Of course not. Complex structures such as eyes depend on a great many inter-related components working together. The absence of or a defect in any one will mean the eye serves no purpose at all. Systems like this are known as "irreducibly complex." For example, the human eye cannot be reduced to any simpler form, since without every single one of its features, it can serve no function at all. This is further proof that the eye couldn't have "evolved" in stages over the course of time.
As Darwin himself admitted, "If it could be demonstrated that any complex organ existed, which could not possibly have been formed by numerous, successive, slight modifications, my theory would absolutely break down." (Charles Darwin, The Origin of Species: A Fascimile of the First Edition, Harvard University Press, 1964, p.189) This single example undermines the very foundations of his theory of evolution.

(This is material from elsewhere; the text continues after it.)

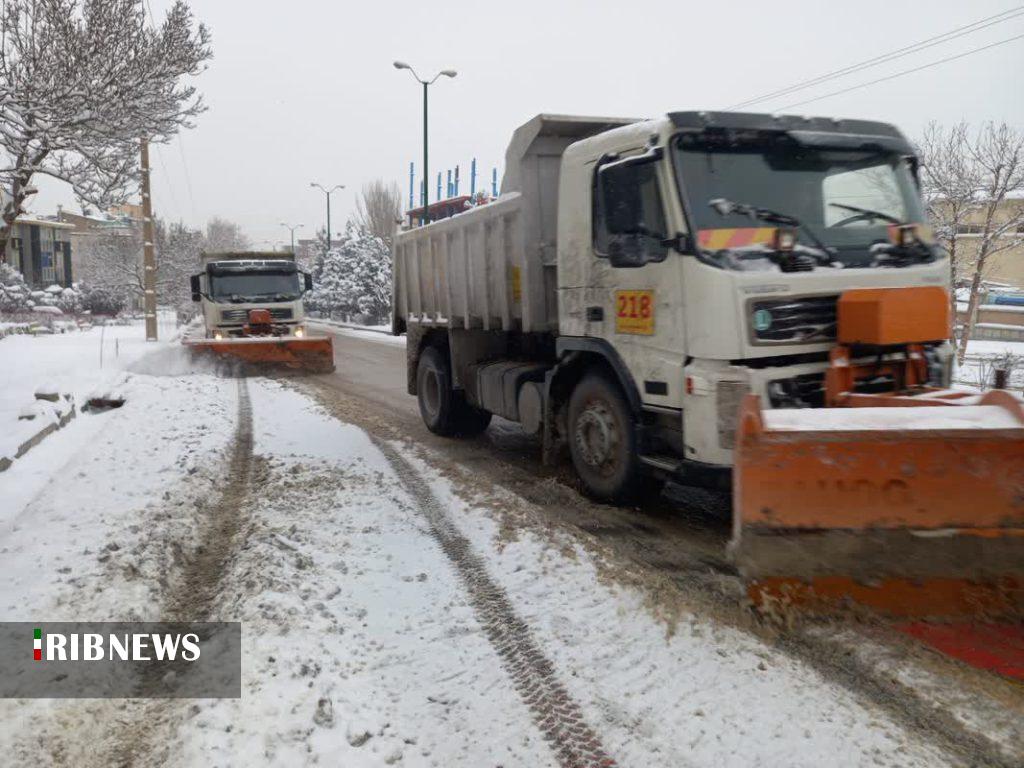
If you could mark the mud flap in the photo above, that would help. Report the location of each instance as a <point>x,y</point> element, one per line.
<point>311,354</point>
<point>907,511</point>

Darwin was aware that he faced a grave dilemma with regard to the "evolution of the eye." Indeed, he confessed this in the chapter of his book called Difficulties on Theory. The American physicist H. S. Lipson, who read Darwin's book, made the following comment about these "difficulties" of Darwin's:
On reading The Origin of Species, I found that Darwin was much less sure himself than he is often represented to be; the chapter entitled "Difficulties of the Theory" for example, shows considerable self-doubt. As a physicist, I was particularly intrigued by his comments on how the eye would have arisen. (H. S. Lipson, "A Physicist's View of Darwin's Theory", Evolution Trends in Plants, vol. 2, no. 1, 1988, p. 6.)
Since evolutionists can't account for the emergence of a single eye, they obviously can offer no explanation of the origin of the four-eyed fish, which can see as well as a human being above the water, but as well as a fish underneath it. The four-eyed fish, has been created by God, with an extraordinary system, using no previous models, and utterly flawlessly.

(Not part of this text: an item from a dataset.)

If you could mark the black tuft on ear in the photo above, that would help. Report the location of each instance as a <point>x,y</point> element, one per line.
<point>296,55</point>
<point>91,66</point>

Evolutionists refuse to see this obvious truth and still insist on believing in nonsense, but everyone else should determinedly avoid falling into the same error.
This deep lack of understanding is given to them in return for their rejection of the existence of God. In one verse God reveals:
Do not be like those who forgot God so He made them forget themselves. Such people are the deviators. (Surat al-Hashr: 19)
Since the refraction indices of water and the eye's cornea are nearly the same, light reflected from underwater objects passes directly through the cornea and is focused in the lens, which has a higher index. Air, on the other hand, has a lower refractive index than the cornea, for which reason the light is refracted twice. The anableps sees both images clearly by using its flawless, egg-like lenses. The section of the lens at the same level as the pupil has been given a spherical shape, just like a fish's eye. A swimming insect larva can thus be focused onto the retina. The less rounded upper part, on the other hand, more closely resembles the human eye and compensates for the two refractions that take place when looking at objects in the air. The fish can thus see even a mosquito perfectly clearly. This perfect design is just one of the countless examples of God's incomparable creative artistry.